Summary of ttH HXSWG meetings (Oct 2014-Jan 2015)

In the following we summarise some aspects that have been pointed out during the ttH HXSWG meetings and that could be pursued within the framework of the HXSWG. This document will serve as a basis for a future working group report. It will be continuously updated by the ttH conveners, including input and feedback from the whole ttH group.

Oct 20 Signal modeling in ttH ( Indico)

Impact of signal modeling on ttH searches: At present MC signal simulations are not a serious source of uncertainty in ttH searches. Nevertheless a good understanding of ttH MC systematics will become relevant in the context of Top Yukawa measurements at higher luminosity. In order to prioritize the needs for future theory developments, we urge the experimental collaborations to quantify the impact of signal modelling uncertainties on the ttH signal acceptance: does it exceed the 20% level (relevant for y_t precision)? If yes, in which ttH analysis? What are the most relevant observables?

Shape uncertainties: thee tail of the pT(ttH) and pT(tt) distributions as well as the eta(ttH), N(jets), and HT(jets) distributions show significant shape discrepancies (20% and beyond) between NLO+PS predictions based on different matching methods, scale choices, and parton showers. Such dependencies should be significantly alleviated using NLO merging methods (FxFx in aMC@NLO/Madgraph5 and MEPS@NLO in Sherpa+OpenLoops).

Scale choices: Two conventional scale choices (a “fixed” and a “dynamic” one) are used in ttH MC simulations within ATLAS. Dynamic scale choices are preferable at large pT, and in general it might be useful to recommend (a set of?) standard scale choices and appropriate prescriptions for shape uncertainty estimates based on different scale choices.

Uncertainty estimates at NLO: methodological aspects related to theory scale choices and uncertainty estimates, especially in the framework of new NLO+PS and NLO merging methods, should be discussed in the framework of the HXSWG.

Official input parameters: Standard input parameters and PDFs for the ttH signal have been requested. A list of input parameters recommended by the HXSWG can be found here. At present Mt=172.5+-2.5 GeV (and no MH value) is recommended. These recommendations might change in the future. No recommendation at present for the electroweak input scheme to be used in the top-mass/top-Yukawa relation. (For ttH also recommendations on the MC modeling of Higgs decays might be useful).

Importance of Jet activity:In order to assess the possible need of theory improvements in the modelling of QCD radiation, we urge the experimental collaborations to assess the relative importance of extra jet emissions, i.e. ttH+1,2,3 jets events, in the framework of specific ttH analyses. Such events could play an important role if jets resulting from top/Higgs decays are often out of acceptance.

Minimal prerequisites for reliable ttH modeling

  • NLO+PS precision

  • spin correlated top decays (off-shell top decays through smearing of on-shell tops)

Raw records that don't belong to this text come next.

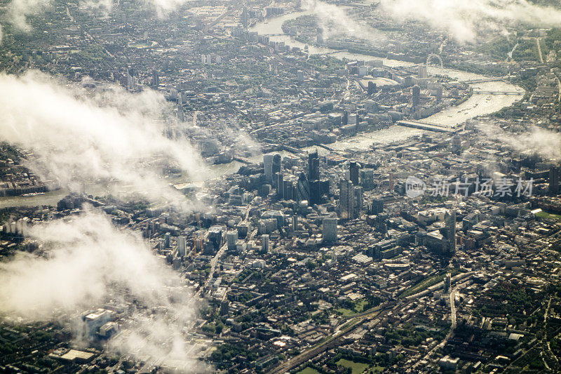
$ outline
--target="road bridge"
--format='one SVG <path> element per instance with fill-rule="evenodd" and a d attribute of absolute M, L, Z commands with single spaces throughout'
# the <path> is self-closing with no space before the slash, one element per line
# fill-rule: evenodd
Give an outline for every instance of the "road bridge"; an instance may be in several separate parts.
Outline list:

Recent and ongoing theory developments

  • NLO merging for ttH+0,1 jets is available in Madgraph5_aMC@NLO and Sherpa (in combination with OpenLoops or with code by Dawson, Reina, Wackeroth). Stefan Hoeche and collaborators offered Sherpa support to ATLAS and CMS

  • weak corrections are available at parton level in Madgraph5_aMC@NLO; extension to full EW corrections ongoing. Relevant for boosted regime (-8% correction)

Future theory developments (in tentative order of priority)

  • NLO top/Higgs decays

  • ttH signal/background interferences

Nov 3 Backgrounds and uncertainties in experimental ttH, H-->bb searches ( Indico)

General considerations: tt+jets MC modeling (especially tt+b-jets) is a dominant source of uncertainty in ttH(bb) analyses at 7+8 TeV . Run1 analyses are either based on LO ME+PS or inclusive NLO+PS MC, and in both cases the formal accuracy of tt+jets final states is only LO. On the one hand, tt+jets MC uncertainties should be reduced by means of state-of-the art NLO simulations. On the other hand, given the significant impact of MC uncertainties even at NLO, their estimate requires a transparent and theoretically motivated methodolgy. The issue of MC uncertainties is intimately connected to the methodology employed in the experimental analysis (jet-flavour categorisation, top-pT reweighting, other data-driven procedures,...) and to the subtle interplay between various levels of MC simulation (matrix elements, shower,...). In this context, as a starting point, it is highly desirable to identify and understand all essential aspects (theoretical and experimental) that are relevant for MC uncertainty estimates in ATLAS/CMS analyses, and to document them in a precise and transparent language that could facilitate the exchange between theory and experiment.

In the following we propose a first synthesis of tt+jets MC uncertainty issues emerged from the meeting. This includes also a detailed description of top-reweighting (in ATLAS) and other informations that have been collected after the meeting.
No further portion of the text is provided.